Dordick’s research exemplifies the work being done at The New Polytechnic: a new paradigm for teaching and learning at Rensselaer. Faculty and students are addressing difficult and complex global challenges, the need for interdisciplinarity and true collaboration, and the use of the latest tools and technologies, many of which are developed at Rensselaer.

Previous work led by Friedman and Dordick tested a similar method to turn on insulin production in diabetic mice. The system couples introduction of a natural iron storage particle, ferritin, and a fluorescent tag to an ion channel called TRPV1, also known as the capsaicin chili pepper receptor. Ferritin can be affected by forces such as radio waves or magnetic fields, and its presence tethered to TRPV1 can change the conformation of the ion channel.

“Normally, radio waves or magnetic fields, at these strengths, will pass through tissue without having any effect,” says first author Sarah Stanley (now assistant professor of medicine, endocrinology, diabetes, and bone disease at Icahn School of Medicine at Mount Sinai). “But when this modified ferritin is present, it responds and absorbs the energy of the radiofrequency or magnetic fields, producing motion. This motion opens the channel and allows ions into the cell. Depending on the ions flowing through the channel, this can either activate or inhibit the cells’ activity.”

This study is the first to turn neurons on and off remotely with radio waves and magnetic fields. TRPV1 normally allows positive ions—such as calcium or sodium—to flow in, which activates neurons and transmits neuronal signals. The researchers were also able to achieve the opposite effect, neuronal inhibition, by mutating the TRPV1 channel to only allow negative chloride ions to flow through.

“The modified TRPV1 channel was targeted specifically to glucose-sensing neurons using a genetic technique known as Cre-dependent expression,” says Stanley. “To test whether a magnetic field could remotely modulate these neurons, we simply placed the mice near the electromagnetic coil of an MRI machine.”

Using this novel method, the researchers investigated the role these glucose-sensing neurons play in blood glucose metabolism.
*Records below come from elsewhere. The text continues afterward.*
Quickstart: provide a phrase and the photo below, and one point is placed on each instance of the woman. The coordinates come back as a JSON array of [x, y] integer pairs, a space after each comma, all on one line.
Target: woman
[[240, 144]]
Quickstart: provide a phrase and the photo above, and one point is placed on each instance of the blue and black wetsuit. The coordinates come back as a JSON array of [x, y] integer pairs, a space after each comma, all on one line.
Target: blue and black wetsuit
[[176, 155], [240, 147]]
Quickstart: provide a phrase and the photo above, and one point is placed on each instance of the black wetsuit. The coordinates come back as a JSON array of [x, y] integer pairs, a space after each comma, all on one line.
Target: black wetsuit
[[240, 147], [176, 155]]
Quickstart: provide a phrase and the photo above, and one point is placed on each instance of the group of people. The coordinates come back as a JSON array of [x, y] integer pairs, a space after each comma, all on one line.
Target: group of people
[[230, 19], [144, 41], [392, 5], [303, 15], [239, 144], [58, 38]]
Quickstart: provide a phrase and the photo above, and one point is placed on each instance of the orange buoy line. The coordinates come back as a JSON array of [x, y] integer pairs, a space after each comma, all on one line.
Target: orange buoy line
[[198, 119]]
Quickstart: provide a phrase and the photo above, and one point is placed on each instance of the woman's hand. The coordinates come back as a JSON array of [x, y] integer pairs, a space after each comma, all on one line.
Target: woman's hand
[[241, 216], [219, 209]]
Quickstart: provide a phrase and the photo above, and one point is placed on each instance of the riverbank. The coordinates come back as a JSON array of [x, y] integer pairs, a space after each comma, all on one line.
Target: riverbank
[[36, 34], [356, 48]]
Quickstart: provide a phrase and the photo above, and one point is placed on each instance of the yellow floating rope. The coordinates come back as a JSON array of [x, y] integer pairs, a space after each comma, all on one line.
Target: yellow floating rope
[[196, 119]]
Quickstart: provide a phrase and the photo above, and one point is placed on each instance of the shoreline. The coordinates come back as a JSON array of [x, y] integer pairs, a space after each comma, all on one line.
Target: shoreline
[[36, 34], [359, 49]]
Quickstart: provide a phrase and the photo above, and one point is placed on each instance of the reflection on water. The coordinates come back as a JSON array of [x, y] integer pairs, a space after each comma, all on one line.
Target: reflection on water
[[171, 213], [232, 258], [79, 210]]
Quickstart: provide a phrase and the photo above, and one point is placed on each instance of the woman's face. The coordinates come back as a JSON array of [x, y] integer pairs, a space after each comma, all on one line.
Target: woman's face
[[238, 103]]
Hormones released by the pancreas, including insulin, maintain stable levels of glucose in the blood. A region of the brain called the ventromedial hypothalamus was thought to play a role in regulating blood glucose, but it was not possible with previous methods to decipher which cells were actually involved. 

Friedman and colleagues found that when they switched these neurons on with magnetic forces, blood glucose increased, insulin levels decreased, and behaviorally, the mice ate more. When they inhibited the neurons, on the other hand, the opposite occurred, and blood glucose decreased. 
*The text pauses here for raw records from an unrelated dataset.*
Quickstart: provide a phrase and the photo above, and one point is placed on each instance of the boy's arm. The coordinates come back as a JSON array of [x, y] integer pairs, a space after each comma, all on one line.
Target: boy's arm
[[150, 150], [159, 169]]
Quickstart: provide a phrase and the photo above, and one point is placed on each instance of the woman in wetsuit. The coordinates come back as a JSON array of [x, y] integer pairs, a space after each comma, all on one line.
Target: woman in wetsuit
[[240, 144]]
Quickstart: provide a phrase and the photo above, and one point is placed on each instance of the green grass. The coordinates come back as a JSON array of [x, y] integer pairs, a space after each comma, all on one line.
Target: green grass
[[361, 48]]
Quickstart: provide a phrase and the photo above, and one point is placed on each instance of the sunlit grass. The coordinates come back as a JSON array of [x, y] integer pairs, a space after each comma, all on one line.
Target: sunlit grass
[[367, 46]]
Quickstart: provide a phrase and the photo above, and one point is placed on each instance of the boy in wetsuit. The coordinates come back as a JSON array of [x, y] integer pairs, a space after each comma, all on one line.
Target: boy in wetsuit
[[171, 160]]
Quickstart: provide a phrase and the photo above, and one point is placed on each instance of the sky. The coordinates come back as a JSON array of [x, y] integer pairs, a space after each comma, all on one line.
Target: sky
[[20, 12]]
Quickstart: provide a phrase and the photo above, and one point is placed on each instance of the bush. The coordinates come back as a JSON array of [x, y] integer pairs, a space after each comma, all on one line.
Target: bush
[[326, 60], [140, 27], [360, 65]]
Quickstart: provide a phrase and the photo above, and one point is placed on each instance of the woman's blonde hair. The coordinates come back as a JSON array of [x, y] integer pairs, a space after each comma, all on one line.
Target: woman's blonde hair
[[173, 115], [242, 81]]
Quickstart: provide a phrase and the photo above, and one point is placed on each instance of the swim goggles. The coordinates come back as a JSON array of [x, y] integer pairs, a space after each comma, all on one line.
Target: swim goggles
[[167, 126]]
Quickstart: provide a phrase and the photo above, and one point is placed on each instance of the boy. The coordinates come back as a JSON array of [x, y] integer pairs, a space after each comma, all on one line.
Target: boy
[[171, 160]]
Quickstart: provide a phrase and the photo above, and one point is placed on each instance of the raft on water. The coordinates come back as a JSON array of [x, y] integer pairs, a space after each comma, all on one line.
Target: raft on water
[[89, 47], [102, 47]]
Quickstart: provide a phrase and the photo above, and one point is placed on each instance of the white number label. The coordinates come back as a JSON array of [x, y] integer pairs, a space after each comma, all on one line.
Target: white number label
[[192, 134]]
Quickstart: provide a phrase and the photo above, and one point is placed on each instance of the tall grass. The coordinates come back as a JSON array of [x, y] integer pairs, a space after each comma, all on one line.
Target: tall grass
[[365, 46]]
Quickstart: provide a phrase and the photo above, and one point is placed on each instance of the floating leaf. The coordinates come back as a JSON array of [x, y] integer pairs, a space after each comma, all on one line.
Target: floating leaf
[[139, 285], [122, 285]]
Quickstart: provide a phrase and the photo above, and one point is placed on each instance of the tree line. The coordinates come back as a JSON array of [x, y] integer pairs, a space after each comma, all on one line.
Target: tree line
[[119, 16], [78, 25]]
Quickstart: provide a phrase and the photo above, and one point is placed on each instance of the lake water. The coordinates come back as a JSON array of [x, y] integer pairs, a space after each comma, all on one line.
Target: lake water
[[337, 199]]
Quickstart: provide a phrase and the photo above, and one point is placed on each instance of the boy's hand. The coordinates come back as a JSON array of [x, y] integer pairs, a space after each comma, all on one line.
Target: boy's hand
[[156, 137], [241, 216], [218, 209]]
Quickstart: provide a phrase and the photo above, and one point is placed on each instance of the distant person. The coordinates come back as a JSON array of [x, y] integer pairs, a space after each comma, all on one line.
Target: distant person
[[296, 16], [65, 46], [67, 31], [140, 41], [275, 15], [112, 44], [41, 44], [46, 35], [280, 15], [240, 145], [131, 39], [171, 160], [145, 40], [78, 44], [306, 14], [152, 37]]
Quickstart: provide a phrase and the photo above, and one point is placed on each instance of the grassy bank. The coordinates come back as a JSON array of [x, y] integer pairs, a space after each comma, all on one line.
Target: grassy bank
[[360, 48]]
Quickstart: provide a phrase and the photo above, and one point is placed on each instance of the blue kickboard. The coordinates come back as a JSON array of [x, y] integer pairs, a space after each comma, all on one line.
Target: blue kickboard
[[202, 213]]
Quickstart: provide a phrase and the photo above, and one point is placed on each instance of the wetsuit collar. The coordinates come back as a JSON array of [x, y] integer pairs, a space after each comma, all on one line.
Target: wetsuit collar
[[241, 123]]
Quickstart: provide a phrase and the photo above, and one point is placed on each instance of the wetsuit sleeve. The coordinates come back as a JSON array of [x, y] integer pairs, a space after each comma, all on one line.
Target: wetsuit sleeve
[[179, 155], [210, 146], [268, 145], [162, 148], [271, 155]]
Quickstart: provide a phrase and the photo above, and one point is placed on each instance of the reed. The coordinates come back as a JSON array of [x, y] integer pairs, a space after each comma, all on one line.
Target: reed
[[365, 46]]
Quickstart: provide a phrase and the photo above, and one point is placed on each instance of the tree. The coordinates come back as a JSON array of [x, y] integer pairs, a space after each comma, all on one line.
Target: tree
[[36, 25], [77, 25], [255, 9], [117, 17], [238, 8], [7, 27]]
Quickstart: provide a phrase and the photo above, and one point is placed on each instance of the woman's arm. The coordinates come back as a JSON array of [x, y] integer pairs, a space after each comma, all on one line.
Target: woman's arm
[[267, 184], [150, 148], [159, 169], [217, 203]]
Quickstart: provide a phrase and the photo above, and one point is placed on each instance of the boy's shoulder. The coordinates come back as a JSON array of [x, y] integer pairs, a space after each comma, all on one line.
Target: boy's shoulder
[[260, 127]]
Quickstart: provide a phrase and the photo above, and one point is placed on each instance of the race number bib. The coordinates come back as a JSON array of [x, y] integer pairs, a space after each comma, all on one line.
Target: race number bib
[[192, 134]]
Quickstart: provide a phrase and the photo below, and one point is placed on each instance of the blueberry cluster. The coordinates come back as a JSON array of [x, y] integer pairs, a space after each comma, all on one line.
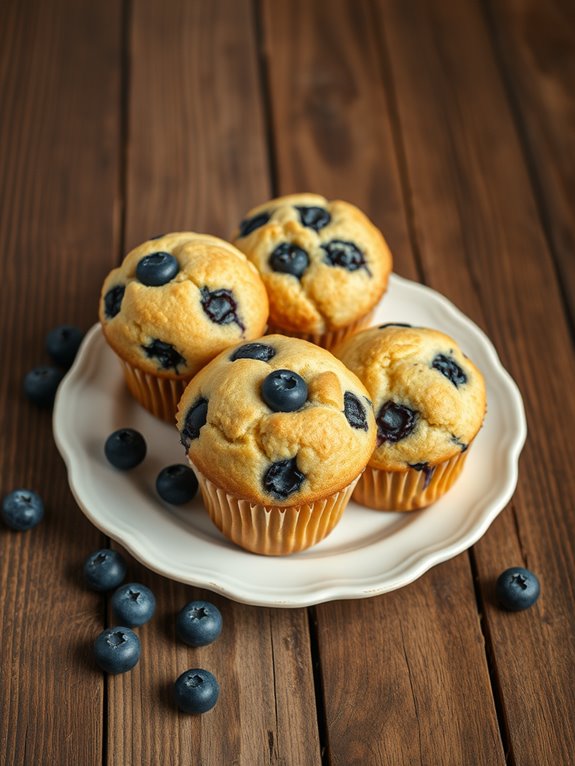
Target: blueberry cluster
[[118, 649], [126, 448], [41, 383]]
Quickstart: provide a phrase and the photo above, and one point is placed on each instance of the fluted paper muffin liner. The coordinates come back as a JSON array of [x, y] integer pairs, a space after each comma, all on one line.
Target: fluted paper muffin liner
[[408, 490], [272, 530], [160, 396], [330, 339]]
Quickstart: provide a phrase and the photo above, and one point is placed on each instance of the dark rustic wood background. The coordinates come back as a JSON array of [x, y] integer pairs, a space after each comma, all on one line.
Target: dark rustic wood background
[[452, 124]]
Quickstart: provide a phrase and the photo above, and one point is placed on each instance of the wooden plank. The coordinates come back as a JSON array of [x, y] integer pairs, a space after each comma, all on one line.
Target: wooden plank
[[197, 160], [535, 44], [59, 90], [481, 240], [403, 682]]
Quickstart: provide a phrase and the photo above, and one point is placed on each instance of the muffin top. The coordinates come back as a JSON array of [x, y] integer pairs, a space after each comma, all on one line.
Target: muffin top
[[278, 421], [178, 300], [324, 263], [428, 397]]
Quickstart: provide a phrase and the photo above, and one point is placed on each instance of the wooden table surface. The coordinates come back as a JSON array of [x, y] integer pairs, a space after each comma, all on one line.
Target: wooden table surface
[[452, 124]]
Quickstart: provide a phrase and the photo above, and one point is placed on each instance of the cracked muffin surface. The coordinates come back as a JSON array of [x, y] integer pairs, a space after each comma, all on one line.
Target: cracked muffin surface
[[324, 263], [271, 456], [178, 300], [429, 399]]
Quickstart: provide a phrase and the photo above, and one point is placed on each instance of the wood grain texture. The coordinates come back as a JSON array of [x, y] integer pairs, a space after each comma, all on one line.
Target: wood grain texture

“We tend to think about blood glucose being under the control of the pancreas, so it was surprising that the brain can affect blood glucose in either direction to the extent that it can,” says Friedman, who received a bachelor’s degree in biology from Rensselaer in 1977. “It’s been clear for a while that blood glucose can increase if the brain senses that it’s low, but the robustness of the decrease we saw when these neurons were inhibited was unexpected.”